Quando Zenóbio era vivo, dois babões se destacavam em sua entourage: Zenobinho, um policial civil que Paulo Josafá não deixava usar arma, e Célio Alves, um radialista de Mari que quase morre afogado quando o Gato Preto entrou num alagamento do Calçadão da Lima e Moura.
Heraldo Luiz era a maior audiência do rádio no Brejo, no horário do meio dia, e disputava com o internacional Humberto Santos o título de rei do rádio na região.
Célio secava esses dois ícones e foi escalando junto ao deputado Zenóbio e a então prefeita Léa um lugarzinho de sombra.
Vivia bajulando Pedro Alves, o diretor da Constelação FM, para abrir mais espaços para o jornalismo na grade da emissora.
Babando um e babando outros, esse rapaz se tornou doutor na arte de rastejar, um ser vertebrado e verdadeiro alpinista social às custas do brilho alheio.
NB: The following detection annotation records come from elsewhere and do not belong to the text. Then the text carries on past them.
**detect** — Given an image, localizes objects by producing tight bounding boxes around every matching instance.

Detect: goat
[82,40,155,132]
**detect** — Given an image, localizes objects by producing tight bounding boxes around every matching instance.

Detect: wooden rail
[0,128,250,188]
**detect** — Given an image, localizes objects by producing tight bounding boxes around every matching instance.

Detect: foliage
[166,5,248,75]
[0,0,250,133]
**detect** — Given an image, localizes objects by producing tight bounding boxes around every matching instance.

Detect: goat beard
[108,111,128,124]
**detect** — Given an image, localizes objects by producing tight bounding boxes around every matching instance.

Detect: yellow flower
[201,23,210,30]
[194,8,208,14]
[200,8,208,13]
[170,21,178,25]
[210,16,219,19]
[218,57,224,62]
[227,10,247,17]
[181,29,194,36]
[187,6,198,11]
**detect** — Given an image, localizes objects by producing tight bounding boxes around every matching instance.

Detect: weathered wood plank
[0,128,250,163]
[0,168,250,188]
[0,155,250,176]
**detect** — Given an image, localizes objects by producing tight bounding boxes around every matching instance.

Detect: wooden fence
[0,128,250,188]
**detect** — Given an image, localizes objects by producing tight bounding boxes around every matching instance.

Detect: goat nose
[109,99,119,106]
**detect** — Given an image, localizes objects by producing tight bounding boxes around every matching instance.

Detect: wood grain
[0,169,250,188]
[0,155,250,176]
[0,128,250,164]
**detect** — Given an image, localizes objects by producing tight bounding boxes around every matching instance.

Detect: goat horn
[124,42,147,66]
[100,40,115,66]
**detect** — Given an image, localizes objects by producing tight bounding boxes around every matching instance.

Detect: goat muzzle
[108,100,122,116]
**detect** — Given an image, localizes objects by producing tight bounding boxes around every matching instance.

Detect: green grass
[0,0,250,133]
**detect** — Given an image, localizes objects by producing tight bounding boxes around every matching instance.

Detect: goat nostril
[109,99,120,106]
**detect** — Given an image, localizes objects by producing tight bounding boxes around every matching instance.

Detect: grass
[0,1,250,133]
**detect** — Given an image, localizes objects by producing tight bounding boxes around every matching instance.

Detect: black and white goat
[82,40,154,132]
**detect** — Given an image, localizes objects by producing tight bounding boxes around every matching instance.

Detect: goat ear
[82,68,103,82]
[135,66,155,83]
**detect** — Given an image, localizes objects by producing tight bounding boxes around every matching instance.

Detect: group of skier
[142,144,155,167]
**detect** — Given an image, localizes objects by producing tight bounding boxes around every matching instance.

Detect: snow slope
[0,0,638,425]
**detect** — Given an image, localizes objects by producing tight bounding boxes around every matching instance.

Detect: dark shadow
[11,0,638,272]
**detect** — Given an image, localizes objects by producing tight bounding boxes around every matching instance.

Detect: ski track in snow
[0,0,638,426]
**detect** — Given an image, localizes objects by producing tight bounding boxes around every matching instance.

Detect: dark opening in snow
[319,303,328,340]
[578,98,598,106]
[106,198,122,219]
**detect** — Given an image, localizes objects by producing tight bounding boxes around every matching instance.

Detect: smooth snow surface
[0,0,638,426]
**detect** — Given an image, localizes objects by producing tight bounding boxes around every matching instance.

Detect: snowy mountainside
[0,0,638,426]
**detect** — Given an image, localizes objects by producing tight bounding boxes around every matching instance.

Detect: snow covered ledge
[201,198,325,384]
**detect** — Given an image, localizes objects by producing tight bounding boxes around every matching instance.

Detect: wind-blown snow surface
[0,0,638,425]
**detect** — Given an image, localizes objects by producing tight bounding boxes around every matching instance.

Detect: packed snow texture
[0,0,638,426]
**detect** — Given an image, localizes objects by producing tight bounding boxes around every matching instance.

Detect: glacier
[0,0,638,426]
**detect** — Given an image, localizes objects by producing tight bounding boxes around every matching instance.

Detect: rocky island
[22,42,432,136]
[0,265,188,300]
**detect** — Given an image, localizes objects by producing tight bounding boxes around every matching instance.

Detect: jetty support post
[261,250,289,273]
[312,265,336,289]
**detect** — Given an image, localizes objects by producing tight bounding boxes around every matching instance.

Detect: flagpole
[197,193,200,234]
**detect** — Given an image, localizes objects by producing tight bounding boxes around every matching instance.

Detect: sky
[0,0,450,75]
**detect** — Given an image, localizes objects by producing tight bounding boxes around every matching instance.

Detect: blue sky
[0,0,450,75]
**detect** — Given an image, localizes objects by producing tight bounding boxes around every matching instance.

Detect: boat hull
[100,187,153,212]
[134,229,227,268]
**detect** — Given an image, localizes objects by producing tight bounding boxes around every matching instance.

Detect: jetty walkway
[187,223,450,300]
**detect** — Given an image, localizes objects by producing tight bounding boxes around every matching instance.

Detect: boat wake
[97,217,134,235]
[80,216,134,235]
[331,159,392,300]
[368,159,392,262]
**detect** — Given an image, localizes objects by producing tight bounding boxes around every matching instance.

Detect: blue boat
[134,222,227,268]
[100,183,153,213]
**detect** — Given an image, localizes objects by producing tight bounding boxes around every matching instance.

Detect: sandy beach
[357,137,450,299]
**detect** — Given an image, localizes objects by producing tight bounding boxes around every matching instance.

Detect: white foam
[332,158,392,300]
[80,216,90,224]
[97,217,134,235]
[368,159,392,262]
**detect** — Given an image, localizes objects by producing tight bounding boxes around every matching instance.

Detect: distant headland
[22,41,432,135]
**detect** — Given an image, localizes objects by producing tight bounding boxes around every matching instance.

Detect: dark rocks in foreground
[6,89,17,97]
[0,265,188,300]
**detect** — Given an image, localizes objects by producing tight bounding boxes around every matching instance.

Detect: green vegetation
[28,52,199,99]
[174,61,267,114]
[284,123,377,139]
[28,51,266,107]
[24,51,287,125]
Hoje, vejam só que mau caratismo agregado às suas outras faltas de qualidades, o parlamentar mirim Célio Alves cospe no prato, no pires, na xícara e na panela que tanto comeu, atacando àquela que um dia encheu de adjetivos e até chamava de Tia Léa.
Léa e Zenóbio indiscutivelmente e alternadamente responderam e respondem pelas melhores gestões públicas que Guarabira já teve nos últimos 30 anos.
Enquanto que Célio Alves nunca conseguiu ser competente nem como puxa-saco, vivendo até hoje de sua única e medíocre expertise: bajular.